To that end, the Louisiana team is planning to install a vibration-damping system this winter that will actively adjust the detector mounts from moment to moment to further prevent unwanted motion.

When it is running, Coles said, the Louisiana interferometer has been quite reliable. The lasers remain "locked” in focus for hours at a time and other technical issues have been solved, including the challenge of keeping a tight vacuum in 5 miles of steel tubing at each LIGO site.

While not having to contend with nearby logging, the Hanford team has some headaches of its own, including the rumble of cement trucks nearby where the Department of Energy is building a plant to process nuclear waste.

"These are still works in progress,” said Fred Raab, head of the LIGO fa.cility at Hanford, Wash.
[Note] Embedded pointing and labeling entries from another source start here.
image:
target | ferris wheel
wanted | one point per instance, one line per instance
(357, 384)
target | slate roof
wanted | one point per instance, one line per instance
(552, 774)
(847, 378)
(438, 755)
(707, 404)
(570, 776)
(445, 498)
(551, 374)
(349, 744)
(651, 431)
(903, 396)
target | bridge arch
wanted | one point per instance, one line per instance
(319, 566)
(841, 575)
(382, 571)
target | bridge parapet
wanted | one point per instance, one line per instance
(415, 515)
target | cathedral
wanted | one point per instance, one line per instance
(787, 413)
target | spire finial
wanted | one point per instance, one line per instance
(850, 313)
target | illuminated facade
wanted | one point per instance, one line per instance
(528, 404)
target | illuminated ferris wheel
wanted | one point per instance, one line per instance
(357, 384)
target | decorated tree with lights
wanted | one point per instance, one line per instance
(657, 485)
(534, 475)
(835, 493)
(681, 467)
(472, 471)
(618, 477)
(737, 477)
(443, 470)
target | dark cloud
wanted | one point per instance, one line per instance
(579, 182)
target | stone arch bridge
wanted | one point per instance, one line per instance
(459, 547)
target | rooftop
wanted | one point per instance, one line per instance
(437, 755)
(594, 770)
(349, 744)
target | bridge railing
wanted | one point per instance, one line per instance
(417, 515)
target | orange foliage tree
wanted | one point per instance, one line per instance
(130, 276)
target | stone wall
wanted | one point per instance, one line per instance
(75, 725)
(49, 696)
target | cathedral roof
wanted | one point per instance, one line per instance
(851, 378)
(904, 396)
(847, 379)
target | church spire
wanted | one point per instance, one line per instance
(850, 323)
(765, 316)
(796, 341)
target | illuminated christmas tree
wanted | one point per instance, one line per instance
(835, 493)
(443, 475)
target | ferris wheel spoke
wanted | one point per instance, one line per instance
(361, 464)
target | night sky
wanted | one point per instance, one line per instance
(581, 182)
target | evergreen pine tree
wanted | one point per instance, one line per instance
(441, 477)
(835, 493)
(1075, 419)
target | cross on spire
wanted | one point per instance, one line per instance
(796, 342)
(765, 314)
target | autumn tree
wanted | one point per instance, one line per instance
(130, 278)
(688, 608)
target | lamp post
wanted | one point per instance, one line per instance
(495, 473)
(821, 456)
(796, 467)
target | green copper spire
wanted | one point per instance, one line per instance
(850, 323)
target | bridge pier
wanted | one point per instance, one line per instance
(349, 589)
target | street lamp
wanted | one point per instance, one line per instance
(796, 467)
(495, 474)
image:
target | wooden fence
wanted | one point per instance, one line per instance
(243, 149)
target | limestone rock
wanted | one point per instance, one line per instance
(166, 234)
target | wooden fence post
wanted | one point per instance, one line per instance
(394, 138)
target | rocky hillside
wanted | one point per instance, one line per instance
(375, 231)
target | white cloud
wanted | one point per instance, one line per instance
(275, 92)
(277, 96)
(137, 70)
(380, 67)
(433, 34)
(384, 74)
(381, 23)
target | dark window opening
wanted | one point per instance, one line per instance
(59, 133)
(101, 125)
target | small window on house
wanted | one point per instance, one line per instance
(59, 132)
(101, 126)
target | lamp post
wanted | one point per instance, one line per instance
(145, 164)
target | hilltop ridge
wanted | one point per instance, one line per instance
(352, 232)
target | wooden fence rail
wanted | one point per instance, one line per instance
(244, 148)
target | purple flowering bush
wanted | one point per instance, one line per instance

Plans are well along for upgrade of both detectors with more powerful lasers and better optics as well as more sophisticated vibration protection. If all continues to go well with the science runs now getting under way, officials said, they may request money in the fiscal year 2004 budget to start the upgrade, with an eye to finishing LIGO II by 2007.

Many scientists say the upgraded LIGO will have the best shot at detecting gravity waves, although they say the teams will gain essential experience with the detectors as they are now .configured.

Part of the uncertainty about results comes simply from the novelty of the whole enterprise and the limited data on which to base predictions. The first indirect evidence for the existence of gravity waves came in 1974, when two astronomers found a pair of neutron stars, the superdense remnants of collapsed stars, that were spiraling toward each other. For more than 20 years, Russell Hulse and Joseph Taylor Jr. observed the decreased orbital period as the neutron stars moved closer and closer to each other. Their studies, for which they won a Nobel Prize in 1993, confirmed that the ever-tightening death spiral of the stars could be explained as a loss of .gravitational energy by the emission of gravity waves.

But fewer than a half dozen such bi.nary neutron star systems have been observed, making it difficult for scientists to say much about the character of the presumed gravity waves they may be sending our way.

Predictions of whether the current LIGO detectors will see anything "are based on small amounts of evidence and lots of inference,” said Sanders of Cal Tech. The detectors could pick up something in their early runs, he said, but the chances "are not high.”

But he adds, "What we'll see will be different from the predictions,” just as every new instrument in astronomy has provided surprises. "Why should looking at the sky with a messenger as different as gravity waves be any different?” he asks.

For his part, astrophysicist Bahcall has no doubt that gravity waves are real. Will LIGO eventually detect them? "Yes, if we have the courage and the conviction and the financial ability to hang in there for the long term,” he said.